Building an auto-differentiator and re-inventing lambdas in Python
This post explores a set of techniques that can be used to build lazy operations in python and build an auto-differentiator using a flexible interpreter framework.
This has several applications, aside from being a curious way to re-invent lambdas, laziness can help linear-algebra libraries avoid intermediate results in a big expression and improve efficiency by avoiding unnecessary allocations. This is also widely used in machine-learning frameworks such as TensorFlow or PyTorch, that let you build deep tensor expressions and magically take care of backpropagation. Numpy also does something similar where it lets you build an expression to index into a numpy array.
Here’s a teaser!
from expr import *
native_lambda = lambda x: x * (x - 1)
magic_lambda = X * (X - 1)
print(native_lambda(7))
# 42
print(magic_lambda(7))
# 42
print(magic_lambda(7, evaluator=Differentiator()))
# x * (x - 1) = x * x - x
# Derivate = 2*x - 1
# 13
In the simplest sense, the goal is to build an expression interpreter. The process of evaluating an expression can be broken down into two steps:
- Parsing - convert input characters to an internal representation
- Interpretation - interpret the above representation to produce a value
Representation
Consider an expression: x * (x - 1)
We can break this into two sub-expressions, the inner x - 1
and an outer x * (y)
where (y)
is the result/representation of the aforementioned inner expression. The binary operation x - 1
can be further broken down into x
(a variable) and 1
(a constant), both are just simpler expressions themselves. Notice how each binary operation is just composed of other expressions. Given this recursive nature, trees prove to be an efficient and convenient data structure, allowing arbitrary flexibility.

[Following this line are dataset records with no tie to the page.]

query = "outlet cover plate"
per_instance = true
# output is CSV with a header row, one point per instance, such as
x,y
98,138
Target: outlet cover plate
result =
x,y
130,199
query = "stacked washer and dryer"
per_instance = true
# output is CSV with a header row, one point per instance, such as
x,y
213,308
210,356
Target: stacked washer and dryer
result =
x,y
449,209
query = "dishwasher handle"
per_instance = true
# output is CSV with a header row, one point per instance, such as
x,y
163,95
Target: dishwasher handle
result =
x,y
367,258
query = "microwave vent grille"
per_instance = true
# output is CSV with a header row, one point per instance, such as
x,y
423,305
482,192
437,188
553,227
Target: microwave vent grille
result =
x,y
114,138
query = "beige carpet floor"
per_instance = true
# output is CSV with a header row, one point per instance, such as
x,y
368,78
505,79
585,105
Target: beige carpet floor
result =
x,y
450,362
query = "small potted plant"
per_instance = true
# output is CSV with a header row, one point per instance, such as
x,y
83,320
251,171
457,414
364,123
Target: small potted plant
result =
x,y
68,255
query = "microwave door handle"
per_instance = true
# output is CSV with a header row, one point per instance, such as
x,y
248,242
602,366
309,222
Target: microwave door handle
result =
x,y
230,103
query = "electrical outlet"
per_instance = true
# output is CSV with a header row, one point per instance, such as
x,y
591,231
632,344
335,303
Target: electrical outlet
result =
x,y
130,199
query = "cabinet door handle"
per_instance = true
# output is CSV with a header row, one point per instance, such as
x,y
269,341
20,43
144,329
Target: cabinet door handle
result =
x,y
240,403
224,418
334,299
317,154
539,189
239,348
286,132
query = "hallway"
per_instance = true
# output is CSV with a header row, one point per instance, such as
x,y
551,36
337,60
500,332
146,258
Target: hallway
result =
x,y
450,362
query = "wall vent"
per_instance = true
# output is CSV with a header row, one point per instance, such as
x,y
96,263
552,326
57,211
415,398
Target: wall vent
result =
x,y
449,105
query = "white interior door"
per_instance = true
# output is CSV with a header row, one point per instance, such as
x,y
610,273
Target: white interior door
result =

Such trees are called Parse Tree or an Abstract Syntax Tree and are emitted by parsers given a textual representation. The above expression can be visualized as follows:
The tree is composed of a bunch of different types of nodes, which we represent using a base type:
# expr/nodes.py
from abc import ABC, abstractmethod
class Node(ABC):
"""
Base class of the AST
"""
Node
here serves as the Abstract Base Class and encapsulates a computation. Looks rather empty now, but we’ll be extending it soon.
Let’s add some concrete nodes for the different types of compuations we want to support:
# expr/nodes.py
from dataclasses import dataclass
from typing import Callable
@dataclass
class Constant(Node):
"""
A constant.
"""
constant: float
@dataclass
class Variable(Node):
"""
A variable, identified by an index. This is an index into the argument list provided during evaluation
"""
index: int
@dataclass
class BinaryOperation(Node):
"""
A binary operation between two arbitrary nodes. The operator is a callable that takes two floats and returns one.
"""
operator: Callable[[float, float], float]
left: Node
right: Node
We make use of dataclasses to free us from some python boilerplate.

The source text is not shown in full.